How many had to go that way be for to get this sign put up though ?
Saw a similar thing while traveling in the Colorado mountains - I guess the third time they had to wait for a tow truck to rescue a tourist from what essentially is the loooong start of their driveway?
In Bolinas (small coastal town in West Marin County, north or San Francisco) google maps is accurate but the locals hate out of towners so much (esp surfers) there’s a concerted community effort over the years to file false reports on Google maps so tourists get lost and can’t find their way to Bolinas.
I caretake a tiny off-grid cottage, nestled in the protected dunes of a beach community and surrounded by conservation land. There are a lot of paper roads (also known as an Unformed legal road - a street or road that appears on maps but has not been built) in the area, but one in particular also appears on both Google and Apple’s maps. I can not tell you how many vehicles I’ve seen stuck in sand up to the door panels because they were told by their device to drive that way.
When two-headers save your bacon. Thanks bro!
Boy do I know that one.
Google maps marks my (admittedly very long) driveway as a road actually located a quarter mile south of my place.
As a result I get three or four people a month driving past my ‘keep out’ and ‘private road’ signs to whom I must explain that Google is wrong.

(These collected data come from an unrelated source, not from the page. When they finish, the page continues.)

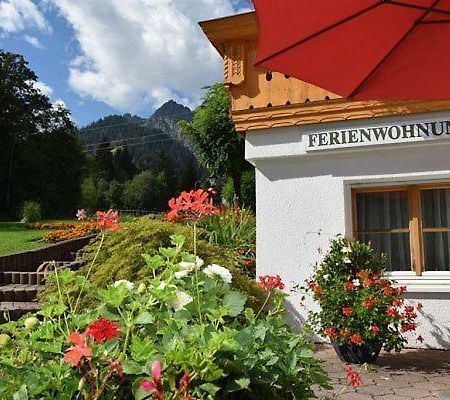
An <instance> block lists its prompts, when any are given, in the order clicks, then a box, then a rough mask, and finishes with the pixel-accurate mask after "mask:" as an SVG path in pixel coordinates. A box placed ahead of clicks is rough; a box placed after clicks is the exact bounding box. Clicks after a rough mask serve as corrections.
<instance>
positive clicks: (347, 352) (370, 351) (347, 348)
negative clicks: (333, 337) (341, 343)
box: [333, 343, 383, 364]
mask: <svg viewBox="0 0 450 400" xmlns="http://www.w3.org/2000/svg"><path fill="white" fill-rule="evenodd" d="M382 347H383V346H382V344H381V343H370V344H369V343H368V344H366V345H361V346H357V345H355V344H352V343H345V344H341V345H339V344H337V343H333V348H334V351H335V352H336V354H337V355H338V357H339V359H340V360H341V361H342V362H345V363H349V364H365V363H368V364H373V363H374V362H375V361H377V359H378V356H379V355H380V351H381V348H382Z"/></svg>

Then I explain that driving past keep out signs up here in the mountains is a REALLY BAD IDEA and they are incredibly lucky they did it at my place and not one of my neighbors, who come out with a gun.
Would people really shoot someone for getting lost? I know the answer is yes but damn
Maybe not. But you still don’t want someone with a gun berating you for ignoring a sign they feel strongly about.

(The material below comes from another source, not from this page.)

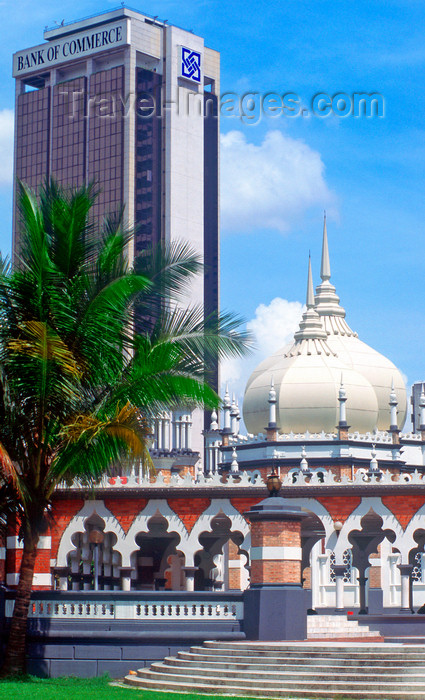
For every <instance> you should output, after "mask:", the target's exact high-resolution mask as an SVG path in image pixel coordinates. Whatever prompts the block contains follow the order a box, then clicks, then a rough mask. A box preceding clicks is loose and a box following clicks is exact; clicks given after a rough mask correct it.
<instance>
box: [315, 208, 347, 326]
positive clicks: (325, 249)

I try to be a little nicer, but I feel pretty strongly about that sign myself. It means what it means.
FWIW: There’s a whole code of conduct thing up here about going onto people’s property. If you aren’t a friend or a delivery, even if they know who you are, you park at the end of the road and honk your horn. If they want to talk to you they will come out and wave you in.
I empathize with the frustration over people not paying attention to the sign. I would be very annoyed too. I just don’t feel like it’s enough of an immediate threat enough to end a life.
While I don’t anticipate going to an area like that I appreciate the advice if I ever find myself there and need help.
I’m not arguing with you on this, I agree with your main point. But I also live up here and, sometimes, talk to my neighbors. (Or argue with them, but that’s another story.)
I think it’s a cultural thing and it’s tied pretty closely to why those people own so many guns in the first place. Many of them honestly believe cities are hotbeds of crime and city people come up here and bring the crime with them.
I’ve tried explaining how ‘per-capita’ crime statistics does not support this view.
when you’re stuck, just relax and stay awhile, can’t hurt 🤕
@MikeElgan I think “Google is wrong! Go back!” is just good advice in general these days
@MikeElgan use and support @organicmaps based on #OpenStreetMaps and rectify any errors you find yourself. Saves you and others the expense of wasted time, Spraypaint and Board. #OrganicMaps
@MikeElgan In Wales, Google is also often wrong, not least in the way it accepts ‘suggestions’ from tourists for places to be added to their maps and Earth. These names are usually English or English corruptions.
Well it’s Wales, so the correct spelling probably looks like someone removed all the vowels from a keyboard and then rolled their face back and forth a few times.
Google Maps once directed me and my family up a logging road in Washington state which became fainter and fainter and finally ended in a dead-end clearing. There had once been a further road (maybe connecting to someplace) but it was now blocked with boulders, and closed for so long that trees were growing in the middle of it. By this point all GPS and cell reception had cut out.
I was lucky that my sense of direction is good enough that we could backtrack out again.